New York: Pulitzer Prize-winning author Harper Lee will publish her second novel more than 50 years after the release of her classic "To Kill a Mockingbird," her publisher said on Tuesday.

"Go Set a Watchman," which is set in the 1950s and features lead characters from "To Kill a Mockingbird" some 20 years older, is scheduled to be published on July 14 by publisher Harper. The book was actually written in the 1950s, before "To Kill a Mockingbird," and Lee, 88, thought it had been lost.

"It features the character known as Scout as an adult woman and I thought it a pretty decent effort," Lee said in a statement issued by Harper. "My editor, who was taken by the flashbacks to Scout's childhood, persuaded me to write a novel from the point of view of the young Scout. I was a first-time writer so I did as I was told."

In "Go Set a Watchman," Scout returns from New York to visit her father, Atticus, in the fictional town of Maycomb, where she struggles with personal and political issues and tries to understand her father's view toward society as well as her own conflicted feelings about her hometown.

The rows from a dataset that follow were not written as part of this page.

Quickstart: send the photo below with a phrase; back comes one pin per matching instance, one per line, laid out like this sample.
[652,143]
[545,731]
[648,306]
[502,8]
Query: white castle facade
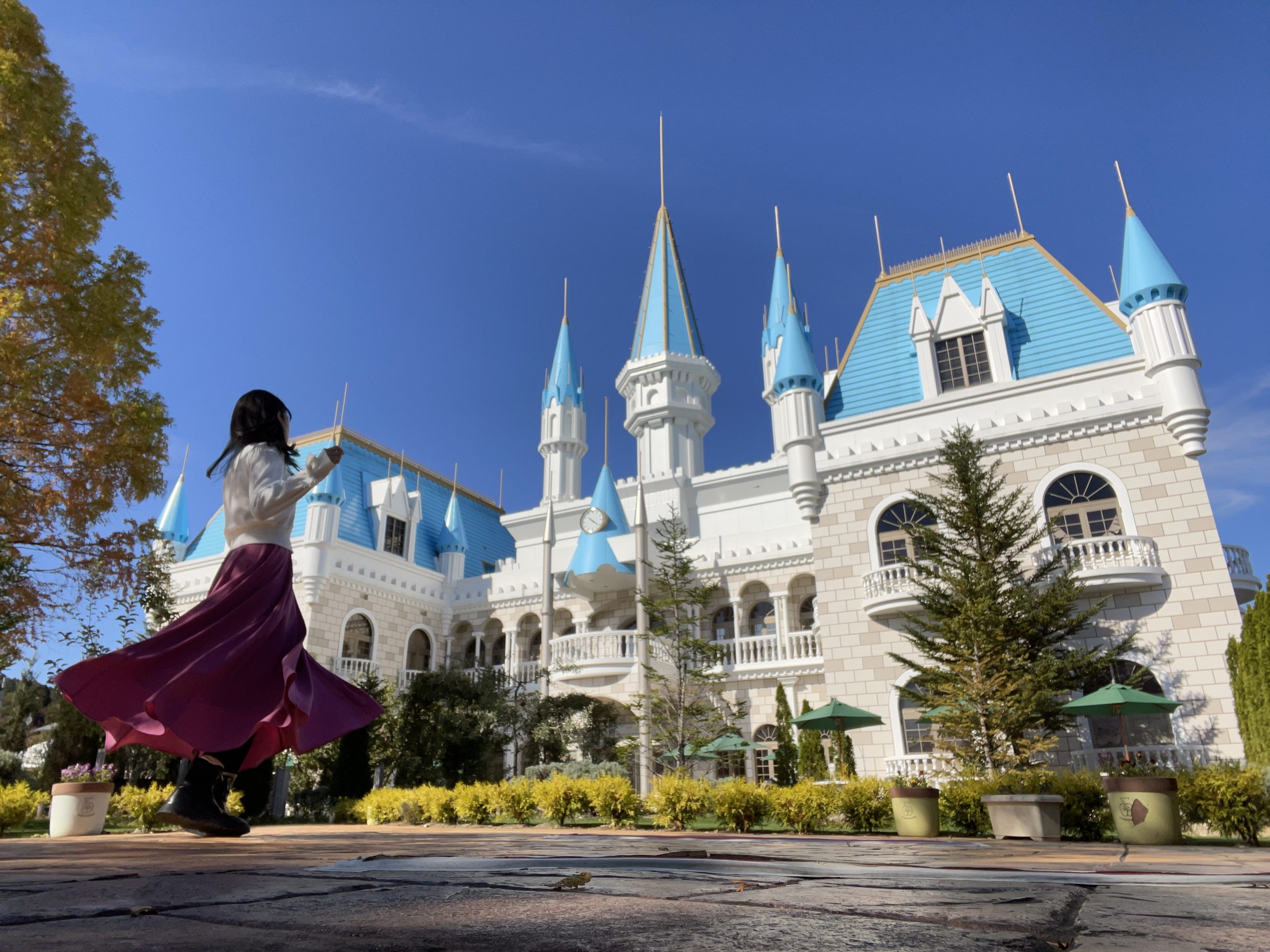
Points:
[1095,408]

Lee thought the text of the book had been lost and was surprised when her attorney, Tonja Carter, unearthed it.

"To Kill a Mockingbird," the story of race and growing up in Alabama in the 1930s, was based loosely on Lee's own experiences. It was published in 1960 just as the U.S. civil rights movement was gaining momentum and became required reading in many American schools.

The book, which has sold an estimated 30 million copies, has resonated with readers across cultural lines.

"It's important for the issues that it raised about gender and race differences," said Thadious Davis, a University of Pennsylvania professor of English who specializes in African-American and Southern literature.

American novelist biographer Charles Shields said that "To Kill a Mockingbird" found success in part because "it poses the fundamental question of how do I get along with people who are different from me?"

Shields said he first came across references to "Go Set a Watchman" while reading early correspondence between Lee and her literary agent while researching his acclaimed biography about Lee.

Shields said the recent death of sister Alice Lee, a lawyer who was seen as the manager of Harper Lee's career, may have eased the way for the second novel to be published.